Já afirmei anteriormente que um processo eleitoral, pelo seu teor democrático, tem também como finalidade, fazer com que as pessoas se exponham livremente, mesmo que sejam nazistas. É muito bom que todos os monstros saiam das tocas para sabermos quem é quem. Acabo de excluir algumas delas do meu relacionamento político, social e principalmente das minhas possíveis amizades. Até porque daqui para frente estaremos em lados opostos e projetos completamente diferentes.

Depoimentos de D. Paulo Evaristo Arns em seu livro, transcritos abaixo, expõem a crueldade dos militares envolvidos no processo de tortura, assim como seus informantes, que no seio da sociedade, vendiam a ideia de que estavam junto com a população e com as lideranças políticas, chamados na época pelos militares de “terroristas”. D. Paulo relata ainda como um militar norte-americano ensinava a torturar, em detalhes, usando mendigos, as vezes até a morte.

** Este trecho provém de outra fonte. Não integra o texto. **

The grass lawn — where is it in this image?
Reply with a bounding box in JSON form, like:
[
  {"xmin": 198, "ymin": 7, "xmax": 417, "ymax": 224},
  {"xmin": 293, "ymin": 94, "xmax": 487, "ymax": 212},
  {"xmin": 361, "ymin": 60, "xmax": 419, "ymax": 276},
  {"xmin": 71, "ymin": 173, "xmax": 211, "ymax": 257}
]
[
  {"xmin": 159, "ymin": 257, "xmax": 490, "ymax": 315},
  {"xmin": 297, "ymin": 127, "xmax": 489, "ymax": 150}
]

A tortura foi indiscriminadamente aplicada no Brasil, indiferente a idade, sexo ou situação moral, física e psicológica em que se encontravam as pessoas suspeitas de atividades subversivas. Não se tratava apenas de produzir, no corpo da vítima, uma dor que a fizesse entrar em conflito com o próprio espírito e pronunciar o discurso que, ao favorecer o desempenho do sistema repressivo, significasse sua sentença condenatória. Justificada pela urgência de se obter informações, a tortura visava imprimir à vítima a destruição moral pela ruptura dos limites emocionais que se assentavam sobre relações efetivas de parentesco. Assim crianças foram sacrificadas diante dos pais, mulheres grávidas tiveram seus filhos abortados, esposas sofreram para incriminar seus maridos.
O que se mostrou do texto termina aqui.